Dans son travail du soir chez Chanel, elle aide à gérer trois départements - plumes, fleurs brodées et tissus plissés. Et dans un ultime compliment, la directrice de la création de Chanel, Virginie Viard, est venue admirer cette collection.

Elle a travaillé son défilé en mélangeant le style de la rue avec une touche urbaine à la couture, en utilisant des mélanges de cuir vegan et de denim. Tout en jouant avec le drapage pour obtenir une silhouette assez douce.


Undercover: Down Abbey dans le beau Paris




Underground


Des allusions aux maisons de campagne et aux bals des années 1920 ont résonné dans la dernière collection d'Undercover, la plus distinguée du designer Jun Takahashi à ce jour.

Mise en scène à l'intérieur de la cathédrale américaine, sur la chic avenue George V, la présentation était douce de la part d'un créateur révolutionnaire, et un changement de registre surprenant de la part de Jun Takahashi.
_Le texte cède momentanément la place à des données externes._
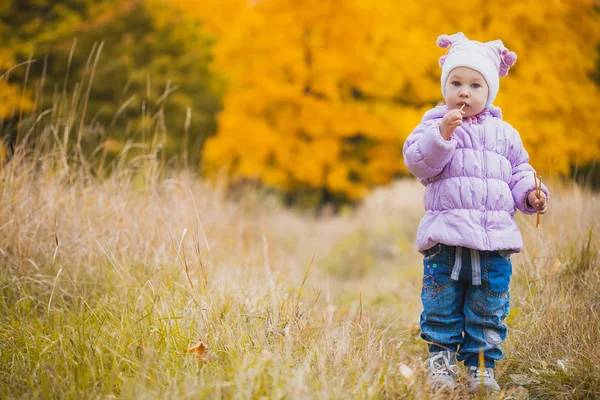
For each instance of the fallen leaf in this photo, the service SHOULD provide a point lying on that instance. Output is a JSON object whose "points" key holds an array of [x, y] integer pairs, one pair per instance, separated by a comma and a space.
{"points": [[562, 364], [407, 373], [199, 350], [557, 265]]}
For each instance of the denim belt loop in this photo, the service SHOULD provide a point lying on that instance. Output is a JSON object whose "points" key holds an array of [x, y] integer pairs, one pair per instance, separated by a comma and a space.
{"points": [[475, 265], [457, 263]]}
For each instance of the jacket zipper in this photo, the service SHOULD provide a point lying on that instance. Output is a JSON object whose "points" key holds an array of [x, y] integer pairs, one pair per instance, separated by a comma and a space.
{"points": [[485, 185]]}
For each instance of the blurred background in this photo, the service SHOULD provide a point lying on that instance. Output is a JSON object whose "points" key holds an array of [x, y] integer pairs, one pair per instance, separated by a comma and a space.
{"points": [[311, 98]]}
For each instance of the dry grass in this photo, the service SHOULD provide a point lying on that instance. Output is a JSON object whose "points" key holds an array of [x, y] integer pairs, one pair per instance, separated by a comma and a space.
{"points": [[106, 282]]}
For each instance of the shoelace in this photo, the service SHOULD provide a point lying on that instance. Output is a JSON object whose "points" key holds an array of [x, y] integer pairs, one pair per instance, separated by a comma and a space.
{"points": [[440, 365]]}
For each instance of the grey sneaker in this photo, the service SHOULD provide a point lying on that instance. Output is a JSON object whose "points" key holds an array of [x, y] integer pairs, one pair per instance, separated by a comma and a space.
{"points": [[481, 380], [441, 370]]}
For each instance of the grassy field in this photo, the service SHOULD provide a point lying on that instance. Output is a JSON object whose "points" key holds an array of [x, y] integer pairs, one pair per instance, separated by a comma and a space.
{"points": [[105, 283]]}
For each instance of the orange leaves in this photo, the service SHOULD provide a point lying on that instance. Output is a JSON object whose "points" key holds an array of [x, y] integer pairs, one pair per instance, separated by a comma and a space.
{"points": [[321, 94]]}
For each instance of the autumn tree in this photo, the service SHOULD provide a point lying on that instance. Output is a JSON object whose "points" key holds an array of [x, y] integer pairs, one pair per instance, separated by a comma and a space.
{"points": [[321, 95]]}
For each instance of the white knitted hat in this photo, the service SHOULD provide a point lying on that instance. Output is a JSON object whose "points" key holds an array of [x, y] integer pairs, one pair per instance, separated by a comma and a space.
{"points": [[491, 59]]}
Des chemises de smoking avec des clous de perles portées sur des pantalons safari à plis multiples, ou un gilet de gentleman terminé par une seule épaule. Bien qu'il s'agisse d'Undercover, l'image essentielle était le tailleur déconstruit. Ainsi, les costumes pantalon citron ou gris pâle magnifiquement coupés étaient entaillés une demi-douzaine de fois, et les trous étaient garnis de gaze.
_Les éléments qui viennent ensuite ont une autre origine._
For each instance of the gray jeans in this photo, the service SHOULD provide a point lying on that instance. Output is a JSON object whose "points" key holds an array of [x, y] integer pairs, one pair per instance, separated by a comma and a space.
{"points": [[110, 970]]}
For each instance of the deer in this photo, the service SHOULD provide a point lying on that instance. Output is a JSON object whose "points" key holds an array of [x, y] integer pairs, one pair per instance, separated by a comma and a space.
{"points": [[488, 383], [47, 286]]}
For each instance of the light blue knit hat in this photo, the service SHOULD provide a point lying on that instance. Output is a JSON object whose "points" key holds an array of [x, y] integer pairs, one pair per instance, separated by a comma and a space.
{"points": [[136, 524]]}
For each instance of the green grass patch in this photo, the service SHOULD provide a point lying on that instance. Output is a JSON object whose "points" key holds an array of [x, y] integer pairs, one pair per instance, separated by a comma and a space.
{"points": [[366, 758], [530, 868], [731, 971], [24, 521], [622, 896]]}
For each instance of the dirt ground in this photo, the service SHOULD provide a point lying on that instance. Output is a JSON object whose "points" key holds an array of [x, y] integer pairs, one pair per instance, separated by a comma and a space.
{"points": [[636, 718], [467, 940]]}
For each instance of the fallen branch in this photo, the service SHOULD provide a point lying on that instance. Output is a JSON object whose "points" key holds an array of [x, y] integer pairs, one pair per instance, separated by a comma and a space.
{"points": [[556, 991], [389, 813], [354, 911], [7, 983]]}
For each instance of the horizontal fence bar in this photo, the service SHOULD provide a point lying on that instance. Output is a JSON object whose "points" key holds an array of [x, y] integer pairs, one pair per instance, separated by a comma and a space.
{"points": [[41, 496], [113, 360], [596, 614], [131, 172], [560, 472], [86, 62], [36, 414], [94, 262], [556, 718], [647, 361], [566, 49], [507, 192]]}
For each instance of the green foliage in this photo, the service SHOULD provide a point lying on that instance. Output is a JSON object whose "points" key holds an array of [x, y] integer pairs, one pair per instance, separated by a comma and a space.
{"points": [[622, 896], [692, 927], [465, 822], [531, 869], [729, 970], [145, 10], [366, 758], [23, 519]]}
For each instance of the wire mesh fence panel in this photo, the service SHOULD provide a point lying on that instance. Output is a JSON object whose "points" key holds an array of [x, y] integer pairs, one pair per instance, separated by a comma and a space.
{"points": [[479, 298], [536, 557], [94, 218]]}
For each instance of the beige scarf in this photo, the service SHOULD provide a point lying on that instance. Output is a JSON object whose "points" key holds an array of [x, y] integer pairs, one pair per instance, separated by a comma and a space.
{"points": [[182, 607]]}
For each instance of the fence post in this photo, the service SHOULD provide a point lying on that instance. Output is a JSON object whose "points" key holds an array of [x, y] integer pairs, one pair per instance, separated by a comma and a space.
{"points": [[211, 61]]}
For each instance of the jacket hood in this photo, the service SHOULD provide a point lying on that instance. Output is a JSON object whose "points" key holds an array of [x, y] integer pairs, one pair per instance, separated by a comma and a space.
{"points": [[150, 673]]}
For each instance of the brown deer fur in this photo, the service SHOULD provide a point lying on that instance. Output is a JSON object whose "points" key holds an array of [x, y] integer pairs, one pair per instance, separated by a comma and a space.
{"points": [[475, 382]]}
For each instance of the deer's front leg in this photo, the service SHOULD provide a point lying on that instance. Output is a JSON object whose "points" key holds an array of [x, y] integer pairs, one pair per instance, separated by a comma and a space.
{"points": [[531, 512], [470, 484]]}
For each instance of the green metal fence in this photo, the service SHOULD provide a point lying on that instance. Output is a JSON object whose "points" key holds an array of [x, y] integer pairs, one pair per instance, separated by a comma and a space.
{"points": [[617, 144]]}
La cabine était coiffée avec des chignons mystérieusement précédés de deux petites cornes de cheveux raides. Tandis que de nombreux modèles étaient maquillés avec de fausses larmes, comme si un prétendant les avait jetées pour une jeune fille d'une meilleure famille lors d'un bal de chasse. Mélodrame dans la nef.

Avant que l'ensemble ne passe à la vitesse supérieure avec quatre robes de bal bouffantes, en mousseline de soie rouge dense, en soie métallique bleu citron ou bleu vif, ou, pour le look final, en beige déchiré avec des jonquilles en tissu attachées.

Ce n'est peut-être pas la plus grande collection de Jun Takahashi, mais elle n'en est pas moins élégante.